Huntsville council is sticking to its guns.
Following closed session discussions at a special council meeting held January 10, Huntsville council emerged with a resolution to defend a decision by the committee of adjustment last October to order the owners of a riverfront property on King Crescent to remove a retaining wall from the shore.
Last October, the applicants’ file was before the committee of adjustment whose decisions, unlike other committees, do not require council ratification. The applicants were trying to get a retaining wall, referred to as ‘egregious’ by the chair of the committee, recognized as a minor variance. They told the committee the wall had been built to protect the shoreline from erosion particularly due to the wake created by speeding boats. They were also seeking relief from the requirements of the Town’s comprehensive zoning on the property to increase the allowed accessory lot coverage from 5 to 5.13 per cent for a floating dock.

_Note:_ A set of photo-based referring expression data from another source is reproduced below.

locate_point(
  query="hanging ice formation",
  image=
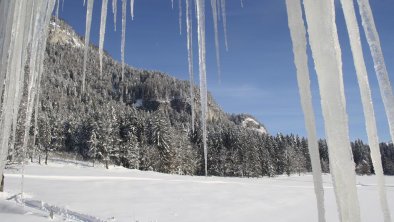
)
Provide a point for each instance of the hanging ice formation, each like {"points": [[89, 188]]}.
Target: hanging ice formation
{"points": [[298, 36], [189, 30], [89, 11], [215, 27], [103, 23], [380, 67], [22, 23], [203, 75], [180, 16], [124, 14], [114, 11], [366, 98], [224, 20], [320, 16], [132, 9]]}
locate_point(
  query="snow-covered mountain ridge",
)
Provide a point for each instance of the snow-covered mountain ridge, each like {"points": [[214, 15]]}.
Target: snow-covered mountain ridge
{"points": [[61, 34]]}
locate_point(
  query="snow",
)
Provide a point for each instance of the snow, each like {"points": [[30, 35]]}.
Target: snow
{"points": [[138, 103], [132, 9], [200, 5], [63, 36], [102, 32], [89, 12], [298, 36], [189, 30], [320, 16], [123, 42], [256, 125], [180, 16], [131, 195], [362, 75], [215, 27], [224, 20], [379, 64], [114, 10]]}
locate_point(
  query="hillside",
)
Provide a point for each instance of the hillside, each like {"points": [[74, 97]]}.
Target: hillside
{"points": [[79, 192], [144, 122]]}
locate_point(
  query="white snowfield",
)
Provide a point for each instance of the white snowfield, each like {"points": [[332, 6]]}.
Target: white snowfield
{"points": [[78, 192]]}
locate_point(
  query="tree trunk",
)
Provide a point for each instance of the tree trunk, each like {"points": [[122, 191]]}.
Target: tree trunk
{"points": [[2, 183]]}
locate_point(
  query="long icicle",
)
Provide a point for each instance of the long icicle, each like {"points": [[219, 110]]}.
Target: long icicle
{"points": [[298, 37], [380, 66], [203, 75], [320, 16], [365, 91], [189, 30], [57, 8], [36, 64], [224, 20], [114, 11], [215, 27], [124, 14], [103, 23], [12, 60], [89, 11], [132, 9]]}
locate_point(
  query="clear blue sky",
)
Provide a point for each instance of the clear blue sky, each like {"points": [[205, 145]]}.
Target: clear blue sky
{"points": [[258, 74]]}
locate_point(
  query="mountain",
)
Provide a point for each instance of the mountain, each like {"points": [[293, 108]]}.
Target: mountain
{"points": [[144, 122], [142, 89]]}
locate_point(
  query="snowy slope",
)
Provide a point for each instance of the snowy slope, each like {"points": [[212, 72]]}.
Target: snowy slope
{"points": [[130, 195]]}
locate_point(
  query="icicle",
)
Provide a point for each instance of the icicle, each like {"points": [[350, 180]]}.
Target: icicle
{"points": [[180, 16], [89, 11], [132, 9], [114, 11], [57, 8], [298, 37], [224, 18], [13, 72], [189, 30], [124, 7], [215, 27], [384, 83], [103, 23], [203, 75], [320, 16], [379, 63]]}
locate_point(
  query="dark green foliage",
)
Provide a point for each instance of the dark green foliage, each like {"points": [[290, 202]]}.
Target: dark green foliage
{"points": [[143, 123]]}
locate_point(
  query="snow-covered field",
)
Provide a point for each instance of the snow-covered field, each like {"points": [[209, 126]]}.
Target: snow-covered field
{"points": [[85, 193]]}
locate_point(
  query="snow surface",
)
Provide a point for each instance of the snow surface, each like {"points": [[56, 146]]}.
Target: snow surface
{"points": [[130, 195], [256, 125]]}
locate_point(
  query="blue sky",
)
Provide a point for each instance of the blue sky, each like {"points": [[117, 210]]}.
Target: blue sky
{"points": [[258, 74]]}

Municipal planning staff were recommending that the allowance for the floating dock be approved but only if the applicants removed the retaining wall, revegetated the shoreline buffer area within 15 metres of the Muskoka River shore, and consulted with the Ministry of the Environment, Conservation and Parks (MECP) about requirements surrounding the potential impact of the wall on butternut trees on the property. You can find that story here.
The applicants have since appealed the committee’s decision to the Ontario Land Tribunal (formerly the Local Planning Appeal Tribunal). Council, following closed session discussions on Jan. 10, moved to defend committee’s decision and authorized staff to engage legal counsel. The funds will be pulled from the Town’s legal planning reserve.
The hearing is expected to take place in March.